Photographer captures deadly battle for environment in Thailand

Photographer Luke Duggleby attends his exhibition "For those who died trying" at Bangkok Art and...
Photographer Luke Duggleby attends his exhibition "For those who died trying" at Bangkok Art and Culture Centre

Photographer Luke Duggleby recalled a meeting four years ago with Thai environmental activist Jintana Kaewkhao, who told him how she faced assassination attempts in her fight to block a coal-fired power plant along the coast in southern Thailand.

Jintana survived, but Charoen Wat-aksorn, who protested alongside her and fought against another coal-fired power plant in a nearby community, was shot dead in June 2004.

The 39-year-old British photographer said the conversation with Jintana was pivotal for him, inspiring him to refocus his lens on the deadly battle for land, environmental and human rights.

"Ever since I met her, my views on everything changed. The type of work I wanted to cover changed," said Duggleby, a photographer with the New York-based photo agency Redux Pictures, ahead of his exhibition "For those who died trying" that opened on Tuesday in Bangkok.

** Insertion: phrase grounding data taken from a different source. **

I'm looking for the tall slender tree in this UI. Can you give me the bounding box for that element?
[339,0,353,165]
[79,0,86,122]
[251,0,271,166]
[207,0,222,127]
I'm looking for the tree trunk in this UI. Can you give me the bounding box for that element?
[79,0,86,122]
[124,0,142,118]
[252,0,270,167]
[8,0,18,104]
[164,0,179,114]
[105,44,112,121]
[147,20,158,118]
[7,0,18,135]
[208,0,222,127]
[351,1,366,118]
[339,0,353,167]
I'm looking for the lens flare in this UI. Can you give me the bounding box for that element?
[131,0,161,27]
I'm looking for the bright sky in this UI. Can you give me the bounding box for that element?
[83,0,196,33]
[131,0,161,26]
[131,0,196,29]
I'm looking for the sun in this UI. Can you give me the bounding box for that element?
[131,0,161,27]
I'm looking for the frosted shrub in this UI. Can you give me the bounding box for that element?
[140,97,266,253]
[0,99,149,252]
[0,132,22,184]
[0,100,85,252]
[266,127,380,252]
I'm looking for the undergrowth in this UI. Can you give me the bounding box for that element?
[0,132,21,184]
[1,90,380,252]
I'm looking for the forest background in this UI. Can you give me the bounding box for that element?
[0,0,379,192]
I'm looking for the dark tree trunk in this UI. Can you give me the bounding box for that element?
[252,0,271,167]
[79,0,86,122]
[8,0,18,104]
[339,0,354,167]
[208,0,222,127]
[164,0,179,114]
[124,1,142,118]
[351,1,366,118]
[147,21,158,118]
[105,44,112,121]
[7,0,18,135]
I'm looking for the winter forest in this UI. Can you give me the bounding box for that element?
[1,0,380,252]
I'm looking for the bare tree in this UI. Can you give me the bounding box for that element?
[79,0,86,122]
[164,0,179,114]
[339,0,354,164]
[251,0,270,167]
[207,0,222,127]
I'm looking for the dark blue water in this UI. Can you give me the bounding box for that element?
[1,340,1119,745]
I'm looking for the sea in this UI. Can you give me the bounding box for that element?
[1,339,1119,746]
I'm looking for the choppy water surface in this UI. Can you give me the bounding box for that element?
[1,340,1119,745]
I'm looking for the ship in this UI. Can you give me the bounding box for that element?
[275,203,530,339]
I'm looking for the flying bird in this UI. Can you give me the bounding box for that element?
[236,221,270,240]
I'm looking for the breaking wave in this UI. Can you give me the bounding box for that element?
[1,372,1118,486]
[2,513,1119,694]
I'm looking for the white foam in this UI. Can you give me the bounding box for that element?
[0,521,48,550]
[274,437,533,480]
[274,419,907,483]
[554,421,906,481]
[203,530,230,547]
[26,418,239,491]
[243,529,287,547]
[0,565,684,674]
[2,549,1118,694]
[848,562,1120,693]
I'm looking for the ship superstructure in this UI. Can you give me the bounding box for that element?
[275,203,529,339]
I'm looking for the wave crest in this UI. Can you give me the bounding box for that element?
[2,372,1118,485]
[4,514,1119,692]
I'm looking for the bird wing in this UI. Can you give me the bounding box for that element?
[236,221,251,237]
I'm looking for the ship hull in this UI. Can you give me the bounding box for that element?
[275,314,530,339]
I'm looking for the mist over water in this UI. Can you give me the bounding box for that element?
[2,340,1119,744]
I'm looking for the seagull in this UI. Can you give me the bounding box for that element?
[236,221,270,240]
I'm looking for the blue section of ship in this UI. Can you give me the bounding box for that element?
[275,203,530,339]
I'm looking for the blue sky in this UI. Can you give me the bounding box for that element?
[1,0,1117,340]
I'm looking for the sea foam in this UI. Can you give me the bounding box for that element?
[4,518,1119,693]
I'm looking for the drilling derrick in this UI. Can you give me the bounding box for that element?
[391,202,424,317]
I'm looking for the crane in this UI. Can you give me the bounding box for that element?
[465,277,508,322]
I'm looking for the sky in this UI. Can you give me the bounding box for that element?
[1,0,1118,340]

"I saw the fine line between life and death when taking on a powerful opposition."

In 2015, Duggleby began photographing framed portraits of human rights activists who have been killed. Some are the very images displayed at their funerals - placed in the locations where they were murdered or last seen: at a bus stop or petrol station, in rubber and palm oil plantations, and at their homes.

The 35 photos - documenting 37 activists killed over the last 20 years - have been exhibited with support from the rights group Protection International at the United Nations in Geneva and European Parliament in Brussels.

London watchdog Global Witness calls the fight for land and the environment "a new battleground for human rights", with more than three people a week killed in 2015 while struggling against governments, companies and gangs exploiting land for products like timber, minerals and palm oil.

The activists whose images Duggleby captured fought to expose illegal concessions for palm oil plantations, protect forests from illegal logging, and protest environmental pollution caused by mines.

Duggleby, who has been living in Thailand for a decade, is planning a short documentary on the struggle against a palm oil company and the government for land rights in Klong Sai Pattana, a community in southern Thailand where four activists have been killed.

He also hopes to continue taking photos to add to his photo exhibition.

"You can't stop a project like this... To stop a project like this would be an injustice to those who were killed later," he said.